The commission was set up in 2012 by the coalition government of Conservative and Liberal Democrat parties that came to power after the May 2010 general election. The commission will publish its final report after 7 May, recommending how runway capacity can be increased in South East England. It has already published reports identifying a need for additional capacity before 2030 and three options.
The options are, a second runway for Gatwick Airport, a third runway for Heathrow Airport and an extension of one of Heathrow’s two existing runways.

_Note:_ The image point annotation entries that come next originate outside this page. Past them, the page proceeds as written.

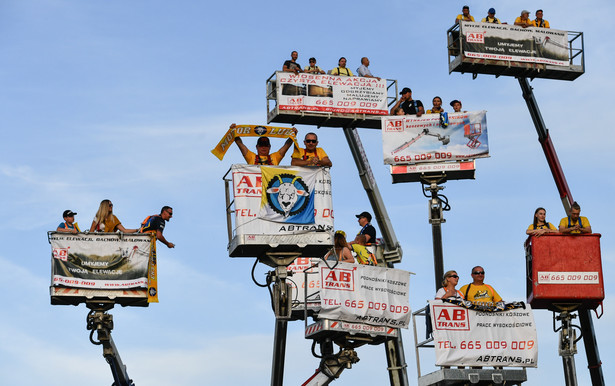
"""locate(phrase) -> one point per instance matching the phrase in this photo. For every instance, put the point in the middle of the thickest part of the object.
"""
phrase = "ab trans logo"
(287, 194)
(260, 130)
(451, 318)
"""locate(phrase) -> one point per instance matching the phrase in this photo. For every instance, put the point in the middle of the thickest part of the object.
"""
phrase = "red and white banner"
(510, 42)
(408, 139)
(248, 195)
(365, 294)
(331, 93)
(101, 261)
(465, 337)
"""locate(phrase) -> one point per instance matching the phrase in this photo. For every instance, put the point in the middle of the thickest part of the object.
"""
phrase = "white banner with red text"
(287, 199)
(514, 43)
(331, 93)
(408, 139)
(465, 337)
(365, 294)
(100, 260)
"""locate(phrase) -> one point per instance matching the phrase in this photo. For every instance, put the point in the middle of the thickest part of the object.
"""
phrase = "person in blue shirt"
(69, 225)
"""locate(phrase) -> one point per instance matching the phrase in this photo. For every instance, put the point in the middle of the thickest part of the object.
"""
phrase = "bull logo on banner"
(289, 197)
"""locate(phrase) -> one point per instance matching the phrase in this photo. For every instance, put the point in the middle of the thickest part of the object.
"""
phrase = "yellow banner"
(253, 131)
(152, 274)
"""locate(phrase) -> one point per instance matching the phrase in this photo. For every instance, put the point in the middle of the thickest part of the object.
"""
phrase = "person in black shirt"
(155, 224)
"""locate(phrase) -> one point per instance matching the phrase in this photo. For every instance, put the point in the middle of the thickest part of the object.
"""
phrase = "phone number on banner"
(489, 345)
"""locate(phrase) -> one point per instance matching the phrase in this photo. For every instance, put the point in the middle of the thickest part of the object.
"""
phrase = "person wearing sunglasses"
(448, 290)
(105, 220)
(311, 155)
(478, 291)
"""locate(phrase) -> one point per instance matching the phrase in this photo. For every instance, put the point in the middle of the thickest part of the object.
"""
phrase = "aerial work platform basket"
(564, 271)
(262, 224)
(509, 50)
(111, 268)
(328, 100)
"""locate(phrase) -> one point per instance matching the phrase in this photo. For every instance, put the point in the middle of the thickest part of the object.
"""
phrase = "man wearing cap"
(478, 291)
(263, 146)
(311, 155)
(465, 15)
(292, 65)
(155, 224)
(575, 223)
(410, 106)
(491, 17)
(524, 20)
(69, 225)
(540, 22)
(456, 105)
(367, 229)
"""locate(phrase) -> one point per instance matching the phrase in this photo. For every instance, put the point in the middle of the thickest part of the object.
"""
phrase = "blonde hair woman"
(105, 220)
(448, 289)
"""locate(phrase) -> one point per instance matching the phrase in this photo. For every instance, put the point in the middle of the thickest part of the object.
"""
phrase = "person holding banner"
(341, 69)
(448, 290)
(437, 106)
(263, 147)
(540, 225)
(465, 15)
(540, 22)
(342, 251)
(311, 155)
(69, 225)
(409, 105)
(105, 220)
(292, 65)
(524, 20)
(575, 224)
(478, 291)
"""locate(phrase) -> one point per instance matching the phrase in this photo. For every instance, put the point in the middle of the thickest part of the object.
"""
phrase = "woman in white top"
(448, 290)
(342, 251)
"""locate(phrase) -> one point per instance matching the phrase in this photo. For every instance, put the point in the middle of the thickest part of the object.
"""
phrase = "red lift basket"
(564, 271)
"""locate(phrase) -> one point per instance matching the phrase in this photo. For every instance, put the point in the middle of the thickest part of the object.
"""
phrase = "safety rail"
(324, 118)
(458, 61)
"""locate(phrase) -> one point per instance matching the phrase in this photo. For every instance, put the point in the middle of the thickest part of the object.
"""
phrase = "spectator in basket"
(574, 223)
(540, 225)
(448, 290)
(341, 250)
(313, 68)
(437, 106)
(478, 291)
(491, 17)
(465, 15)
(524, 20)
(69, 225)
(105, 220)
(341, 69)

The governing Conservative Party and Liberal Democrat party published their policy documents, known in the UK as manifestos, on 14 and 15 April, respectively. The main opposition party, the Labour Party, published its on 13 April. Its policy is to: “make a swift decision on expanding airport capacity in London and the South East.” The Conservative’s policy is to: “respond to the Airports Commission’s final report.”
The Liberal Democrats’ manifesto says: “We will carefully consider the conclusions of the [Airports Commission] into runway capacity.” However, the manifesto also says: “We will ensure no net increase in runways across the UK.” The Liberal Democrats were not available for comment.
Opinion polls indicate no party will gain enough seats to have a majority and govern. Another coalition is likely, with the Labour Party led by Ed Milliband either working formally in government, perhaps with the Liberal Democrats, or informally with other parties.